Innovation is Encouraged
Teachers at charter schools have the freedom to use various teaching methods if they so choose, and they are actually encouraged to expand their talents and access their creative side in the classroom. This provides individualized learning opportunities for the students.
“One of the biggest benefits is that teachers are often encouraged to think outside the box and are encouraged to be innovative and proactive in their classrooms,” notes Thought Co. “This is in contrast to the belief that many public school teachers are too traditional and rigid.”
When teachers have the freedom to act for their students’ best interests unhindered by the restrictions of the public school system, it’s good for kids. When it’s good for kids, parents take notice.
A Private School Feel
Parents enjoy a private school atmosphere. As noted earlier, 40% of parents would prefer a private school for their kids, making private schools the single most popular school choice in America.
While charter schools don’t fall under the umbrella of “private schools,” they can give off the same vibe. Honest Pros and Cons analyzes this concept. “Although charter schools are funded publicly, they are more independent than neighborhood public schools. This makes it more like private schools, minus the fees. They need to hire licensed teachers and administer state-mandated tests. They can even be closed for under-performance.”
Charter schools are smaller than public schools.
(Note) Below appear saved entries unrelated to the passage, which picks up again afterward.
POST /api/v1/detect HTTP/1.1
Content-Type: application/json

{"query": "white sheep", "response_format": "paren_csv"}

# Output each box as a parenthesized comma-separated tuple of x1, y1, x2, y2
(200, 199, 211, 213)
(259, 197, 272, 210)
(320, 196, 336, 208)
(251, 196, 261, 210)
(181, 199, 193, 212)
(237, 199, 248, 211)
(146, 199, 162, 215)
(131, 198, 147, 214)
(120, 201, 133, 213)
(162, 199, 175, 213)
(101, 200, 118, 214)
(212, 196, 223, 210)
Public schools have an average of over 500 students, while charter schools have a national average of 182. Smaller schools and fewer students per classroom cultivate a community connection within the school. An attractive aspect to students and parents alike, charter schools foster a close-knit atmosphere, presenting families with the private school environment many parents covet.
Charter schools’ very existence relies on their ability to maintain specific standards. The local public school may or may not meet certain requirements, and if it fails, it remains in business. Meanwhile, charter schools must continue to succeed or face closure.
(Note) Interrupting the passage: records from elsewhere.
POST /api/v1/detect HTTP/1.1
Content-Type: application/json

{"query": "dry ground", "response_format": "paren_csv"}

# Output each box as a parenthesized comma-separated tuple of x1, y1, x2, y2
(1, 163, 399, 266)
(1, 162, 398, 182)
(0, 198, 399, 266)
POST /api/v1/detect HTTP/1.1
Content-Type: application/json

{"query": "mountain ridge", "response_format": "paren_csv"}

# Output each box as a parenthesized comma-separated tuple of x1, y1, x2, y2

“There is no central body regulating charter schools, hence they are not strictly regulated,” the World Scholarship Forum explains. “They are independently run and must meet the standards set in their ‘charter.’ It is by meeting these standards that they are able to secure funding to operate. Thus, they must maintain standards as rigorous (if not more rigorous) as public schools.”
This strict adherence to specific standards is an attractive quality to parents.
A noticeable positive that charter schools offer is school choice. While private schooling or homeschooling aren’t a possibility for some families, they might not view the local public school as a good option, either. Charter schools give parents another alternative and allow students to excel in an environment that a public school doesn’t offer.
“This is probably the most powerful and compelling argument for charter schools. Even in communities that have excellent public schools, the educational options are not fitted for everyone,” ConnectUs explores this aspect of charter schools. “It is important to note that a neighborhood school is not necessarily a good environment for every child because it may be too academically ambitious or not ambitious enough, too big or too small or prone to a peer group that might be problematic.”
Their Popularity is Growing
There is no doubt that charter schools have been gaining support, and that support continues to grow. As dissatisfaction with the public school system forces parents to rethink their children’s educational options, school choice is becoming increasingly important.
Charter schools have become the new hope of many American families.